A student of mine named Alison wrote a response to Economic Basics. It's so good I thought I'd post it here, slightly edited:
I have to agree that handouts are not going to do any good in helping the poor. My parents are business owners in Connecticut. They own and operate an orchard, and can only hire seasonal help so you can imagine what kind of people we get for three months every year. They are minimum wage workers and for the most part, they are pretty poor.
Minimum wage in Connecticut is $7.65, which is quite a lot of money to pay someone to stand around and make cardboard boxes, but it is still not enough for someone to live on. Nearly every year minimum wage gets raised, but if you can't live on $7.65 per hour, do you think that you will be able to live that much better on $7.80? It seems doubtful to me, but it is just enough to make my parents consider how they can get by with fewer employees, cutting the number of jobs available.

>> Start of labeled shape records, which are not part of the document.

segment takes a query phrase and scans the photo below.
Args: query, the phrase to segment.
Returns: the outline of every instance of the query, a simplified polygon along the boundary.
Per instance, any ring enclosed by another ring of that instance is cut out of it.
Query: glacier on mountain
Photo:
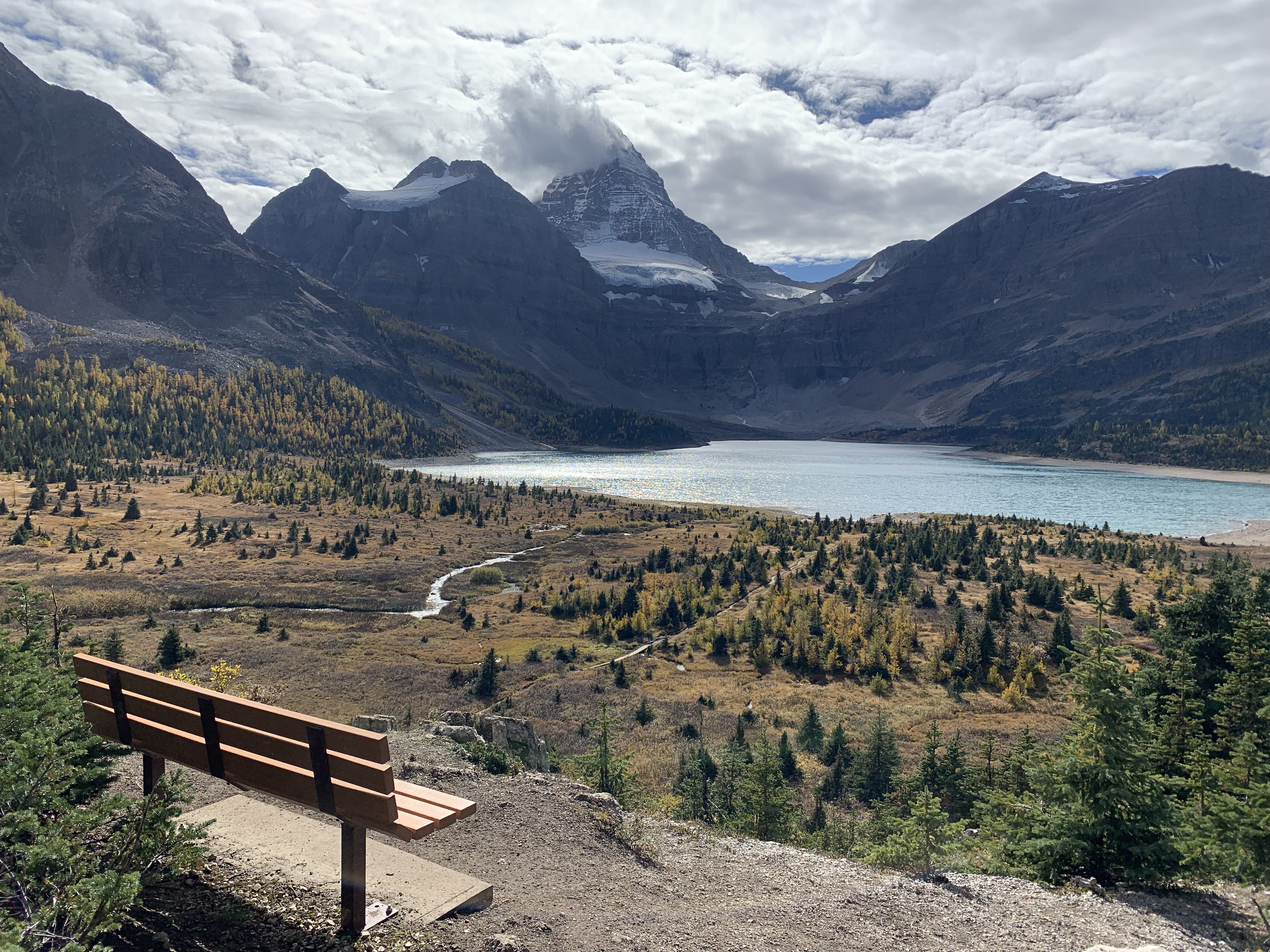
[[[447,188],[467,182],[467,175],[422,175],[408,185],[398,185],[384,192],[345,192],[344,204],[363,212],[400,212],[428,204]]]
[[[715,291],[728,279],[773,288],[792,284],[676,208],[662,176],[630,143],[594,169],[554,179],[537,206],[610,284],[683,284],[701,291]]]
[[[643,241],[597,241],[578,245],[578,251],[610,284],[641,288],[687,284],[702,291],[716,291],[719,287],[714,274],[700,261],[673,251],[659,251]]]
[[[753,291],[763,297],[775,297],[780,301],[789,301],[796,297],[806,297],[814,293],[812,288],[800,288],[796,284],[777,284],[775,281],[743,281],[740,286],[745,291]]]

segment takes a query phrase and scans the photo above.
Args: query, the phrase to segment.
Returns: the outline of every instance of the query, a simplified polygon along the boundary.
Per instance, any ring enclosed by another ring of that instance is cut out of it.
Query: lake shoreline
[[[1177,480],[1210,480],[1213,482],[1252,482],[1260,486],[1270,486],[1270,472],[1252,472],[1250,470],[1200,470],[1191,466],[1166,466],[1163,463],[1114,463],[1106,459],[1067,459],[1055,456],[992,453],[986,449],[964,449],[963,453],[974,459],[983,459],[989,463],[1053,466],[1067,470],[1102,470],[1105,472],[1125,472],[1134,476],[1166,476]]]
[[[636,453],[533,449],[472,456],[470,462],[385,462],[447,480],[484,477],[512,486],[525,480],[631,501],[738,505],[773,515],[1012,513],[1214,541],[1247,529],[1252,520],[1270,520],[1270,473],[989,453],[964,443],[715,440]]]

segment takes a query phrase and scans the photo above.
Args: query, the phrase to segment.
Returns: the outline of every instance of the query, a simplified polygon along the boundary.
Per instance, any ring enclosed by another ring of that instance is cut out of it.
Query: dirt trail
[[[405,845],[495,890],[489,910],[424,927],[423,937],[436,943],[429,948],[1238,948],[1222,933],[1232,910],[1212,894],[1186,899],[1120,891],[1099,899],[1022,880],[961,875],[936,885],[660,820],[643,821],[643,842],[657,853],[657,864],[646,866],[603,831],[591,809],[574,798],[584,788],[568,779],[478,773],[447,741],[422,734],[394,734],[391,745],[399,776],[480,803],[471,820]],[[198,802],[234,792],[220,781],[198,778]],[[338,900],[325,901],[334,908]],[[518,944],[495,944],[494,935],[507,934]]]

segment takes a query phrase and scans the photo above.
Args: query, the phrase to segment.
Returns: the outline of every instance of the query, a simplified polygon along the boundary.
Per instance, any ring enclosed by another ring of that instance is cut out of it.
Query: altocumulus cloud
[[[240,228],[321,166],[480,157],[530,197],[629,137],[756,260],[928,237],[1040,170],[1270,173],[1262,0],[0,0],[0,41]]]

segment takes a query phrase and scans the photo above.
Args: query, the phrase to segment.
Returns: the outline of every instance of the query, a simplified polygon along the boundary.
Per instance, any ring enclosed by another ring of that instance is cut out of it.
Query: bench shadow
[[[281,881],[253,881],[243,891],[260,895],[244,896],[217,878],[215,875],[208,880],[197,873],[175,873],[147,886],[132,910],[133,922],[105,938],[105,944],[117,952],[353,949],[352,942],[337,933],[338,897],[301,892]],[[264,895],[265,891],[272,895]]]
[[[1185,887],[1115,890],[1107,894],[1107,901],[1140,913],[1154,913],[1191,932],[1224,933],[1236,942],[1247,943],[1248,948],[1259,948],[1265,942],[1265,928],[1252,910],[1247,891],[1231,896]]]

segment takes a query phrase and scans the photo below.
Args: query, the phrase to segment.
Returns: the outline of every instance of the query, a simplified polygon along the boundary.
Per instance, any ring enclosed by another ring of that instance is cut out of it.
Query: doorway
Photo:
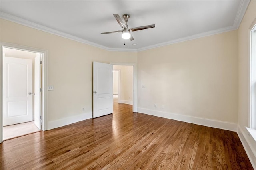
[[[1,42],[0,142],[47,130],[47,51]]]
[[[41,56],[7,47],[3,53],[3,133],[6,140],[42,129],[38,118],[41,116],[41,68],[35,62],[41,61]]]
[[[133,112],[136,112],[137,72],[136,63],[111,63],[110,64],[113,65],[114,102],[118,101],[119,104],[132,105]]]

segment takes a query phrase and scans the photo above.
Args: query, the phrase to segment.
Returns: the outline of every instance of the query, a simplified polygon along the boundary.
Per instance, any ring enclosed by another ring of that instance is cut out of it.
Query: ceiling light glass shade
[[[124,39],[128,39],[131,37],[131,33],[128,30],[124,30],[122,32],[122,38]]]

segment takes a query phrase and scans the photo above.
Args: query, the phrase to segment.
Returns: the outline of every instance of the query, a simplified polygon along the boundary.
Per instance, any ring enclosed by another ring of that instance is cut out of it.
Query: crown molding
[[[244,18],[244,16],[245,12],[247,9],[247,7],[249,6],[250,0],[243,0],[240,2],[240,4],[238,7],[238,10],[236,14],[236,18],[234,22],[233,26],[235,27],[236,29],[238,29],[241,24],[242,20]]]
[[[31,22],[26,20],[13,16],[3,12],[1,12],[0,17],[1,18],[4,20],[8,20],[29,27],[31,27],[37,30],[39,30],[60,36],[61,37],[76,41],[85,44],[89,45],[105,50],[112,51],[139,52],[236,30],[238,29],[239,26],[240,25],[240,24],[242,22],[242,20],[243,19],[244,15],[245,13],[250,2],[250,0],[243,0],[240,2],[236,18],[234,21],[233,25],[232,26],[207,32],[205,32],[199,34],[188,36],[186,37],[178,38],[164,43],[139,48],[138,49],[109,48],[63,32],[58,31],[49,27],[46,27],[34,22]]]
[[[236,28],[234,26],[227,27],[218,30],[215,30],[213,31],[210,31],[208,32],[205,32],[202,33],[198,34],[195,34],[192,36],[188,36],[187,37],[183,37],[181,38],[178,38],[177,39],[174,40],[173,40],[165,42],[162,43],[158,43],[153,45],[148,46],[148,47],[146,47],[143,48],[139,48],[138,49],[138,51],[142,51],[147,50],[153,48],[162,47],[171,44],[173,44],[174,43],[185,42],[186,41],[191,40],[194,40],[197,38],[202,38],[202,37],[207,37],[208,36],[212,36],[218,34],[222,33],[224,32],[232,31],[235,30],[236,30]]]

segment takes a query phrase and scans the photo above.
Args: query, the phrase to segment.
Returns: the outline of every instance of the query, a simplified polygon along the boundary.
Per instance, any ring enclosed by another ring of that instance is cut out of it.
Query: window
[[[256,129],[256,25],[251,30],[250,36],[250,116],[249,126]],[[252,130],[251,129],[251,130]]]

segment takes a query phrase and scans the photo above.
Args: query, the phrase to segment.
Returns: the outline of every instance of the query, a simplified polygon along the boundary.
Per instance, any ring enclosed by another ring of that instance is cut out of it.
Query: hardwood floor
[[[235,132],[114,105],[113,114],[4,142],[1,169],[253,169]]]

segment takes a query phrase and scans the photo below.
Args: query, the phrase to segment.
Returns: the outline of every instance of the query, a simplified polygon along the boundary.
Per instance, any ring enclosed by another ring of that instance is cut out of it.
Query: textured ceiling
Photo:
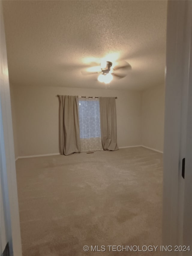
[[[111,89],[164,82],[166,1],[4,1],[10,82],[28,86],[105,88],[93,62],[125,60]],[[107,57],[108,56],[108,57]]]

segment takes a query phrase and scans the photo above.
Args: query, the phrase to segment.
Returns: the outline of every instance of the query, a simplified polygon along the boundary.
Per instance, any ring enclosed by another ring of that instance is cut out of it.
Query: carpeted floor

Then there's the issue of unemployment checks which is totally bogus. These people that my parents hire for one season will go and file for unemployment the day the season ends. It doesn't matter that many of them are mothers who want the summers off anyway and can't work during that time. It doesn't matter that they hardly worked during the couple months for which they were hired. And there's no way out of paying these people for unemployment. There is a huge difference between unemployment for a mature worker who lost his job after 15 years and someone who decided give working a try for a couple months. If we never helped them out in the first place by giving them a way to earn money for a little while, we'd never have to pay the unemployment, but since, as my dad says, he "did them a favor and found some work for them to do," he's being punished.
So again, they make every effort to get by with as few employees as possible. Forcing businesses to pay unemployment to every employee who wants it is stupid and is in no way going to help the plight of the poor. Instead it's going to create more poor because small business owners can't compete and will eventually be added to that list of the unemployed.
Alison says it well. You don't help the poor by making it tough on business. One despairs that the lesson will ever be learned by our politicians in Washington.